In a statement to WIRED, a spokesperson for Google wrote, “We have strict policies that prohibit advertisers on our platforms from targeting individuals on the basis of sensitive categories such as race, sexual orientation, health conditions, pregnancy status, etc. If we found ads on any of our platforms that were violating our policies and attempting to use sensitive interest categories to target ads to users, we would take immediate action.”
Brave initially filed complaints about the online advertising system in the UK and Ireland in September, alleging that the process could expose a user’s location, and tracking identifiers, which can be used to build long-term profiles.
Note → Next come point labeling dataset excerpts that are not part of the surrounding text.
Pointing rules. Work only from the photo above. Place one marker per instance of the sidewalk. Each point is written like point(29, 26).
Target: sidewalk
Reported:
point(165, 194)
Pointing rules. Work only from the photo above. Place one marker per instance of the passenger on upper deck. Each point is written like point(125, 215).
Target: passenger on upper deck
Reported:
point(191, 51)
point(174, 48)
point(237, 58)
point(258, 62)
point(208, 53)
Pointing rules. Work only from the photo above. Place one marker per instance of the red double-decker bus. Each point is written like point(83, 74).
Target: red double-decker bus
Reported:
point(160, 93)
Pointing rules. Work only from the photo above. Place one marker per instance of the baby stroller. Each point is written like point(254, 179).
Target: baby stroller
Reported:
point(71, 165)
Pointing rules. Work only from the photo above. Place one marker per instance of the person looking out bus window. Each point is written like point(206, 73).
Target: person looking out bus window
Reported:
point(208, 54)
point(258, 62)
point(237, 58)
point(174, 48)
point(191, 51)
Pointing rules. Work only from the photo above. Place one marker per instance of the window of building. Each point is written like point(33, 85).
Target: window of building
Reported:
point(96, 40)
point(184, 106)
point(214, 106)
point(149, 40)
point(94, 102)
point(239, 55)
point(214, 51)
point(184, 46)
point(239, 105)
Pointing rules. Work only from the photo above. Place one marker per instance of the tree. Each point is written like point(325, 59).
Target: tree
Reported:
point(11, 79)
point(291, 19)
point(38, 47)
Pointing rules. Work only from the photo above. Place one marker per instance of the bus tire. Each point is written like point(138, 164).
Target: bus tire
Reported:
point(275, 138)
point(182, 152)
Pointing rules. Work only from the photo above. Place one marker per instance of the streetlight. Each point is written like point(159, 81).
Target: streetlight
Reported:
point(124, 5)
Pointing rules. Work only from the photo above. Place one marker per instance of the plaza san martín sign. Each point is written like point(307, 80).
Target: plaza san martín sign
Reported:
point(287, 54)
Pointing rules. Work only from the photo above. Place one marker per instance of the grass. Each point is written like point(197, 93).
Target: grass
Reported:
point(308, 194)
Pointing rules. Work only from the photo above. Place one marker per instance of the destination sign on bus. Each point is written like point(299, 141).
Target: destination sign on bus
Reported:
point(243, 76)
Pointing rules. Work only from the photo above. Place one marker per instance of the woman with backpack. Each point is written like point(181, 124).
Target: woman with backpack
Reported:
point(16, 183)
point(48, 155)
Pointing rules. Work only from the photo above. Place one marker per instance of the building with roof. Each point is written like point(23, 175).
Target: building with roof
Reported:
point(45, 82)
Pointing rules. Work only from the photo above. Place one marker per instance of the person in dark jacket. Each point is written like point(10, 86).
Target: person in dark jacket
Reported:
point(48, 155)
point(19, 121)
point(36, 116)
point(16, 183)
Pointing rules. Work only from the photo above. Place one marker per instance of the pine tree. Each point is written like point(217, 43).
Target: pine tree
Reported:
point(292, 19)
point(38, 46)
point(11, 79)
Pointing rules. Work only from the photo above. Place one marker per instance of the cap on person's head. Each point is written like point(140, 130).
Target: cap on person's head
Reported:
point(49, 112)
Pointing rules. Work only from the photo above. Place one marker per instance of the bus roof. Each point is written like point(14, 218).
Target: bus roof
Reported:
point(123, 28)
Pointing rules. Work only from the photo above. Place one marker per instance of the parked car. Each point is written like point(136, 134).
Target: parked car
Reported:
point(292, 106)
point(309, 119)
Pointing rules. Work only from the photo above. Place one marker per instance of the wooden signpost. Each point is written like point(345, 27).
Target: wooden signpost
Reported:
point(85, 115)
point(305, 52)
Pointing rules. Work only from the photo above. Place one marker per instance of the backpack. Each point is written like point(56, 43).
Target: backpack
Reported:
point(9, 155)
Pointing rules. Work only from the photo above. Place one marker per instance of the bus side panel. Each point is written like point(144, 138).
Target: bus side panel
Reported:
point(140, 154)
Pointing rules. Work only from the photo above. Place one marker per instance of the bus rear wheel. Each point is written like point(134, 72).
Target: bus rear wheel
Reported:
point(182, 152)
The complaint said these profiles can also be combined with offline data, such as a user’s income bracket, social media influence, gender, political leaning, and sexual orientation.
To demonstrate how bid requests contain categories, Ryan pointed to a sample bid request on Google’s blog for developers, which showed the person’s latitude and longitude, zip code, device details, and tracking ID.
Ryan says the categories illustrate the human dimension of behavioral targeting, a process so pervasive and opaque, it can seen abstract. The complaint in Poland, filed by Panoptykon Foundation, a Polish privacy-focused nonprofit group, incorporates both the earlier allegations made in the UK and Ireland, as well as the new content category claims.
Last week, French privacy watchdogs fined Google $57 million for violating GDPR because the company had not properly gained consent from users for personalizing their advertising.